Unique Week

February 20, 2008
Posted by Jay Livingston

I guess social scientists have a preference for generalization, for relationships among variables that travel well, that obtain in several settings. We’re puzzled by the unique. So I was struck by two blog posts this week.

Chris Uggen cites a column in Runner’s World magazine to the effect that when you take up long-distance running, your times improve steadily for the first seven to ten years; after that, it’s all downhill. Or is it uphill? Whatever, your times get slower. But – and here’s the interesting part– the curve applies no matter how old you are when you start. The forty-year-old who started running at age twenty is long past his peak, while the sexagenarian who started at fifty is in his prime.

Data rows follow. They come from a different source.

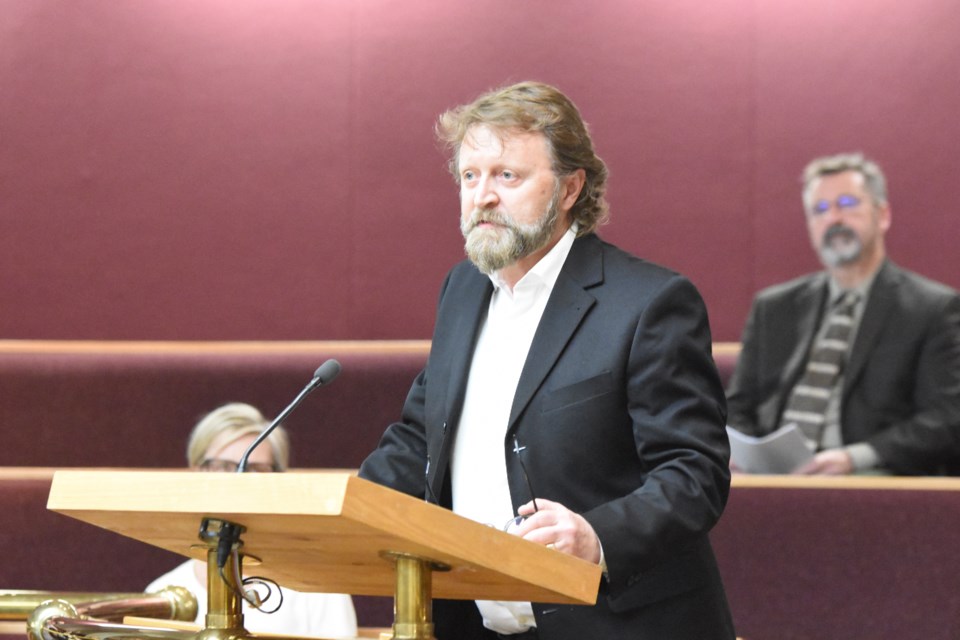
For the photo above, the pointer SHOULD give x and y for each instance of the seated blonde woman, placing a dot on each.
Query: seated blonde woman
(217, 443)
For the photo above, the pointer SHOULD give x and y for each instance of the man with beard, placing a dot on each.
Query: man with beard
(568, 382)
(865, 357)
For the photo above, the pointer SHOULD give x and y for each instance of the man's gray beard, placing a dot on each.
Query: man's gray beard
(493, 249)
(849, 250)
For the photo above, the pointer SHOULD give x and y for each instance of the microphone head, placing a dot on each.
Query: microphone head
(326, 372)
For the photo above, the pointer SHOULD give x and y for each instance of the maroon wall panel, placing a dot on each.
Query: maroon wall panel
(252, 169)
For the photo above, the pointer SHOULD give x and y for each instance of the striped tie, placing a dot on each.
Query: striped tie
(807, 406)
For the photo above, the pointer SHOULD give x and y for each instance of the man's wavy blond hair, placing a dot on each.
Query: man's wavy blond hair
(538, 108)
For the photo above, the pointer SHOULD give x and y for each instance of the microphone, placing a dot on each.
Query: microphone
(325, 374)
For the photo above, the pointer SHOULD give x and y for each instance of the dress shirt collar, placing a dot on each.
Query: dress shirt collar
(546, 271)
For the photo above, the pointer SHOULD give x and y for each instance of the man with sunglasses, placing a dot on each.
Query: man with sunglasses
(863, 357)
(568, 382)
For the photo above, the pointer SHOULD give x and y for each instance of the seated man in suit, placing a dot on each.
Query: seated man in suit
(863, 357)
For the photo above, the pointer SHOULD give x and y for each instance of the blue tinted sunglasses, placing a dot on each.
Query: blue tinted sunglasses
(843, 203)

Chris, who himself runs respectable marathons, speculates that this age-invariant pattern may be unique to running. (Well, not quite. He implies that the curve of frequency of sex in a relationship may also be age-invariant.)

Meanwhile, over at The Monkey Cage, Jennifer Hochschild has an interesting finding on skin tone among African Americans and Hispanics. It’s a variable that correlates with just about everything social, economic, and psychological But Jennifer is a political scientist, and she was interested in political correlates. And she couldn’t find them. She held the data upside-down and shook it vigorously, threatening worse if it didn’t give her what she wanted, all to no avail. “Perceptions of discrimination against oneself or one’s racial or ethnic group, strength of group identification, partisanship or ideology, organizational membership”– nothing correlated.

“We finally realized that it was the very lack of pattern that was the interesting finding.”

Her finding of no finding didn’t just violate the academic preference for pattern. It was also politically incorrect – so much so that one audience member at a conference called it “bullshit research.” Not nice, but it’s refreshing to know that academic conferences have hecklers. It makes us seem a shade less stodgy.